Alarmed at this further corroboration of Cecile's story of treachery Varennes left the military at Caron's house, with orders not to allow the Deputy to again depart if in the meantime he should happen to return, whilst to every barrier of Paris he sent instructions to have La Boulaye detained if he should present himself. By these measures he hoped still to be able to provide against the possibility of Caron's seeking to leave Paris.
But Caron had been gone over an hour, and as a matter of fact, he was back again in Paris within a very little time of these orders having been issued. At the Barriere d'Enfer, although recognised, he was not molested, since the orders only, and distinctly, concerned his departure and nowise his arrival.
Thus, not until he had reached his lodgings did he realise that all was not as he had hoped. And even then it was only within doors that he made the discovery, when he found himself suddenly confronted by the sous-lieutenant, who was idling in the passage.
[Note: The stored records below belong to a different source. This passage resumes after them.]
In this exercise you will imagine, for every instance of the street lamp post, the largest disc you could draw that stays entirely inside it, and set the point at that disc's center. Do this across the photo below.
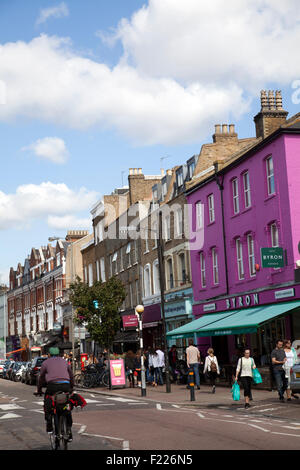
(160, 249)
(139, 309)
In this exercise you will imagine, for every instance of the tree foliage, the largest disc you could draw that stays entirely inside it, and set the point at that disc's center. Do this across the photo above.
(104, 322)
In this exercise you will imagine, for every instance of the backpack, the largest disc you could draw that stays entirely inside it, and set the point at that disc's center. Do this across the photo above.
(213, 366)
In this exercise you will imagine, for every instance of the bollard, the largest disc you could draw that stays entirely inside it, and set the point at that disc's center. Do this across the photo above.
(191, 383)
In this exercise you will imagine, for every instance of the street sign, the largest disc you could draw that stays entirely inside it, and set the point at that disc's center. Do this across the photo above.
(130, 321)
(272, 257)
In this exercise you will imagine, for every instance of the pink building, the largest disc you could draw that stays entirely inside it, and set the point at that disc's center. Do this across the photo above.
(244, 201)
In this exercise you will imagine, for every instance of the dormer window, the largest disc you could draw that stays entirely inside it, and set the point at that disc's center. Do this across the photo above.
(179, 178)
(191, 168)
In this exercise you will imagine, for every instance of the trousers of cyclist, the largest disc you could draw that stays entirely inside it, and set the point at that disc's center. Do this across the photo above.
(58, 376)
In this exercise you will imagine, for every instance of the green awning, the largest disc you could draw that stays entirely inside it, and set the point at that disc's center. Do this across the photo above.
(236, 322)
(188, 330)
(247, 320)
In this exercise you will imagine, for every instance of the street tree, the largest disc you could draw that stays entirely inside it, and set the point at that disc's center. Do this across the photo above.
(97, 308)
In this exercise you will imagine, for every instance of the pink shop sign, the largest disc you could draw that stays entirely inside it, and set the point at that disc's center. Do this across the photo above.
(129, 321)
(117, 373)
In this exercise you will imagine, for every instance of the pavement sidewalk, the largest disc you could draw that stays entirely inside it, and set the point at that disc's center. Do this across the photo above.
(180, 395)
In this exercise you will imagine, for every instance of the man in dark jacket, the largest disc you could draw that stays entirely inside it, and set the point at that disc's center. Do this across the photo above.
(58, 376)
(173, 360)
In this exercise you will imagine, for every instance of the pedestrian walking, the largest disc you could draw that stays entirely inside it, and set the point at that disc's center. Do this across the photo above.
(154, 367)
(193, 360)
(211, 368)
(130, 367)
(173, 360)
(278, 361)
(161, 364)
(291, 356)
(244, 372)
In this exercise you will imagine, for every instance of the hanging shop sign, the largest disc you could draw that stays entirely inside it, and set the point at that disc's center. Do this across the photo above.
(272, 257)
(117, 373)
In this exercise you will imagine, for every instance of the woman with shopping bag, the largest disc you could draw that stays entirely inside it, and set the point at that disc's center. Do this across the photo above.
(244, 372)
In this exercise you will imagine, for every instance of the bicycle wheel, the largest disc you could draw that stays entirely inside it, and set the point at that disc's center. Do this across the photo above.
(63, 431)
(105, 379)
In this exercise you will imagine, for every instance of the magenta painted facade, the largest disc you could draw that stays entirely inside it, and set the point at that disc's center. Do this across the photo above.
(267, 214)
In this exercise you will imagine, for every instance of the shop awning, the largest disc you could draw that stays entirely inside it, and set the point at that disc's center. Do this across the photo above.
(189, 329)
(242, 321)
(15, 351)
(247, 320)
The officer saluted him respectfully, and no less respectfully, though firmly, informed him that, by order of the Citizen-deputy Billaud Varennes, he must ask him to confine himself to his own apartments until further orders.
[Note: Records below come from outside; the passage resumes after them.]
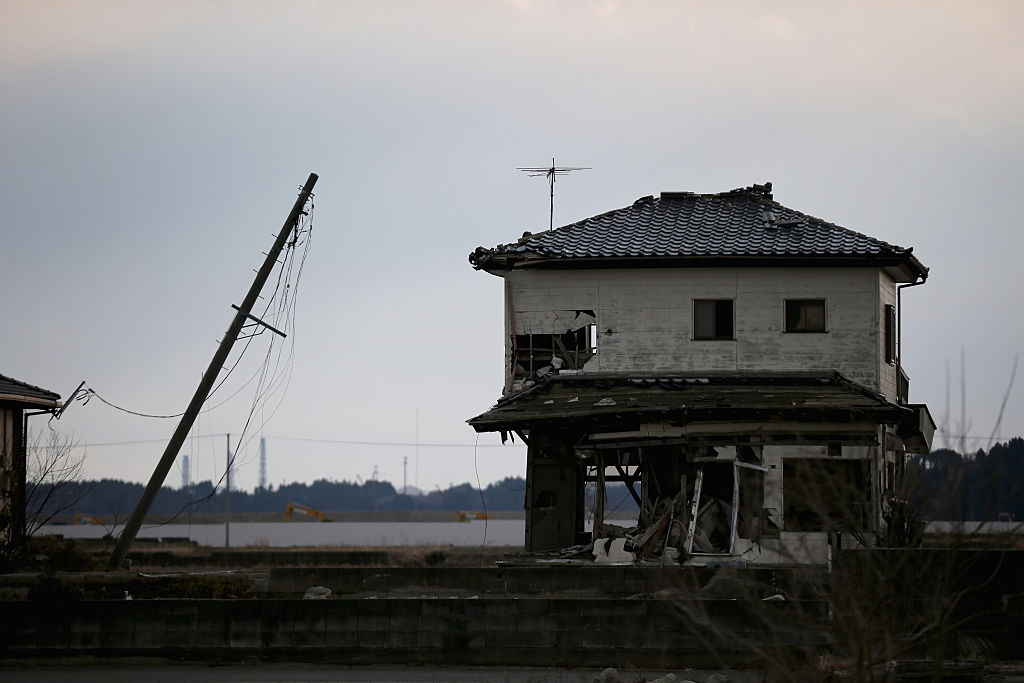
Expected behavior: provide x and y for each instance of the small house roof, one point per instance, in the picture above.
(22, 392)
(741, 226)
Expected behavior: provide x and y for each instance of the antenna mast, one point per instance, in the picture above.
(551, 172)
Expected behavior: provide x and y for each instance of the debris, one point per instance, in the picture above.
(611, 551)
(609, 675)
(316, 593)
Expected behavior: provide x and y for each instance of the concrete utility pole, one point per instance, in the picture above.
(227, 496)
(243, 313)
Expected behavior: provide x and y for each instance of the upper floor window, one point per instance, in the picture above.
(890, 334)
(805, 315)
(713, 318)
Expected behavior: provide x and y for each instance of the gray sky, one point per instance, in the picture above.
(150, 150)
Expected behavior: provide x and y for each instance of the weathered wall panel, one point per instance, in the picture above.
(887, 371)
(644, 317)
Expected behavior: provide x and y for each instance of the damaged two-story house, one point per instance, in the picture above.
(734, 363)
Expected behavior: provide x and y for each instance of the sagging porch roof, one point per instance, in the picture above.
(24, 393)
(605, 398)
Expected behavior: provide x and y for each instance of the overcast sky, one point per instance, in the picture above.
(151, 148)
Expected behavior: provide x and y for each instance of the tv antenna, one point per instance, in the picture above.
(551, 172)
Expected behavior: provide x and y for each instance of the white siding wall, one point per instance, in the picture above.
(644, 317)
(887, 372)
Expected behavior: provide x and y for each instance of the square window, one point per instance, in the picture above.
(805, 315)
(713, 318)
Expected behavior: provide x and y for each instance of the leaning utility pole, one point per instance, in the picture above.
(243, 313)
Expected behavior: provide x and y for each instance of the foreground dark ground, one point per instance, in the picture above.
(883, 614)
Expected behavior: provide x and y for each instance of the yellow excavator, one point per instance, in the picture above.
(466, 516)
(304, 509)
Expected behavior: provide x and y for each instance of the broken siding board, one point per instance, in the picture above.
(886, 371)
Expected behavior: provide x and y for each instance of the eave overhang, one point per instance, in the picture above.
(605, 399)
(902, 267)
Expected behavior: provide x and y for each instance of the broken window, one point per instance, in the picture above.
(713, 318)
(818, 494)
(805, 315)
(540, 353)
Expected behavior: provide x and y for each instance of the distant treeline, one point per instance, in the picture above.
(987, 486)
(943, 484)
(116, 498)
(113, 497)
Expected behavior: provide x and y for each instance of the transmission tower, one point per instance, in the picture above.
(262, 463)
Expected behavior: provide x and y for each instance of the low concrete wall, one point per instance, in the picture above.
(596, 580)
(496, 631)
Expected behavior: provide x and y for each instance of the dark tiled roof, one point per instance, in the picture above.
(11, 389)
(608, 399)
(742, 223)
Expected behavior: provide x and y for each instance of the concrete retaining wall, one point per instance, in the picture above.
(497, 631)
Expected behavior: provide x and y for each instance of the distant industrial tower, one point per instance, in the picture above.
(262, 463)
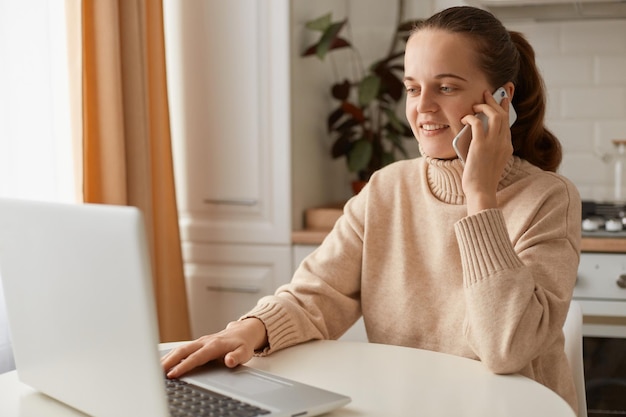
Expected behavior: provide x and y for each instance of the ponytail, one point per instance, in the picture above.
(531, 139)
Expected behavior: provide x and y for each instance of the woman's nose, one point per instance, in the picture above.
(426, 102)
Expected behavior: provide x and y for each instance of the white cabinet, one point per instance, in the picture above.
(228, 86)
(225, 281)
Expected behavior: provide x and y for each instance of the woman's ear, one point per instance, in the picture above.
(510, 89)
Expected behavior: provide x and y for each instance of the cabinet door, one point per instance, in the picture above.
(228, 84)
(226, 281)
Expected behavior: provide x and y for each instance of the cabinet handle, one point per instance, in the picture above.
(232, 202)
(241, 289)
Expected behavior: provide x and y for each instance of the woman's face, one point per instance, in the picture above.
(443, 82)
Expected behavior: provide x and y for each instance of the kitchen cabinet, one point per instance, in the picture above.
(228, 86)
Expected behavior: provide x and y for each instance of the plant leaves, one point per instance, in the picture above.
(392, 84)
(334, 117)
(320, 24)
(353, 110)
(341, 91)
(359, 156)
(328, 39)
(341, 146)
(368, 89)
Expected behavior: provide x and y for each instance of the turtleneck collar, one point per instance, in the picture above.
(445, 176)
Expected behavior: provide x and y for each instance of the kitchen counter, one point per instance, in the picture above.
(319, 221)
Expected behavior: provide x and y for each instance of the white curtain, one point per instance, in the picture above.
(35, 128)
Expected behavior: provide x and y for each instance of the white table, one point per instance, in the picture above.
(382, 380)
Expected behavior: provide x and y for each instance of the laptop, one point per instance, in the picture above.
(82, 317)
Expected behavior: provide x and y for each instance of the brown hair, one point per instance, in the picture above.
(507, 56)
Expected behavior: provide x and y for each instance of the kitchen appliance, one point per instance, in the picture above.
(601, 291)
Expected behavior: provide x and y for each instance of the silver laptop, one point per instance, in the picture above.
(82, 317)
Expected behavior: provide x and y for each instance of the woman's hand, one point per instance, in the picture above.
(236, 344)
(488, 154)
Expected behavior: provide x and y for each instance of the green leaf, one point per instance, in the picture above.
(328, 39)
(320, 24)
(394, 121)
(368, 89)
(359, 156)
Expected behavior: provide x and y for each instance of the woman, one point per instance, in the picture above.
(477, 259)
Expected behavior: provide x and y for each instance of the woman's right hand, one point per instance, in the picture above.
(236, 344)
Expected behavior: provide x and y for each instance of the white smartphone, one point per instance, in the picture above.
(462, 141)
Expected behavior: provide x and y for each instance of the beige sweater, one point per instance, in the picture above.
(494, 287)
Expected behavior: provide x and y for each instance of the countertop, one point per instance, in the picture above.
(319, 221)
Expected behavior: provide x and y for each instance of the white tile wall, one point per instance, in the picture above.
(584, 66)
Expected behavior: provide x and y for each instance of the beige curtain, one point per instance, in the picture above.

"But why, Citizen-officer?" La Boulaye demanded, striving to exclude from his voice any shade of the chagrin that was besetting him. "What do these orders mean?"
The officer was courtesy personified, but explanations he had none to give, for the excellent reason, he urged that he was possessed of none. He was a soldier, and he had received orders which he must obey, without questioning either their wisdom or their justice. Appreciating the futility of bearing himself otherwise, since his retreat was already blocked by a couple of gendarmes, Caron submitted to the inevitable.
He mounted leisurely to his study, and the ruin that stared him in the eyes was enough to have daunted the boldest of men. Yet, to do him justice, he was more concerned at the moment with the consequences this turn of affairs might have for Mademoiselle than with his own impending downfall. That he had Cecile to thank for his apprehension he never doubted. Yet it was a reflection that he readily dismissed from his mind. In such a pass as he now found himself none but a weakling could waste time and energy in bewailing the circumstances that had conspired to it. In a man of La Boulaye's calibre and mettle it was more befitting to seek a means to neutralise as much as possible the evil done.
He called Brutus and cross-questioned him regarding the attitude and behaviour of the soldiery since their coming. He learnt that nothing had been touched by them, and that they were acting with the utmost discreetness, taking scrupulous care not to exceed the orders they had received, which amounted to detaining La Boulaye and nothing more.
"You think, then, that you might come and go unmolested?" he asked.
"I think that I might certainly go. But whether they would permit me to return once I had left, I cannot say. So that they will let you pass out, that is all that signifies at the moment," said Caron. "Should they question you, you can tell them that you are going to dine and to fetch me my dinner from Berthon's. As a matter of fact, I shall want you to go to Choisy with a letter, which you must see does not fall into the hands of any of these people of the Convention."